The FBI and law enforcement from multiple European countries and Canada have taken down 15 computer servers that were used in “major international cyberattacks,” the law enforcement agencies said this week.
Europol, the European Union’s law enforcement agency, said in a statement that after apprehending the servers, investigators have identified “more than 100 businesses” that were at risk of being hacked by threat actors, including ransomware groups.
The crackdown also targeted a popular virtual private network (VPN) that police say the cybercriminals used to cover their tracks while breaching multiple organizations and trying to extort them.
This is the most recent effort by North American and European police to shut down ransomware groups that have targeted critical infrastructure on both continents. US and European enforcement agencies in October arrested two people in Ukraine who allegedly made multimillion-dollar ransom demands following hacks of European and US organizations.
The 10-country sting announced on Tuesday involved police from Germany, the United Kingdom, and Ukraine. A note from investigators on that date greeted visitors to the website of VPNLab.net (the targeted VPN service) with,”THIS DOMAIN HAS BEEN SEIZED.” The note also said that law enforcement would continue going through the VPN data in an effort to track down the hackers.

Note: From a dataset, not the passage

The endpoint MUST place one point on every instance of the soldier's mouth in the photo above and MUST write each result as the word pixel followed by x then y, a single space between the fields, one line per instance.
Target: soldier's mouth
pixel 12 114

“The cybercriminals using this VPN were committing attacks globally,” Europol spokesperson Claire Georges said in an email.
The administrator of a popular Russian and English-language cybercrime forum with over 180,000 registered users has advertised the VPN service since 2009, according to Mark Arena, CEO of cybersecurity firm Intel 471.
This news comes as U.S. officials say they believe Russia has arrested the person responsible for the ransomware attack on a major US pipeline operator last May.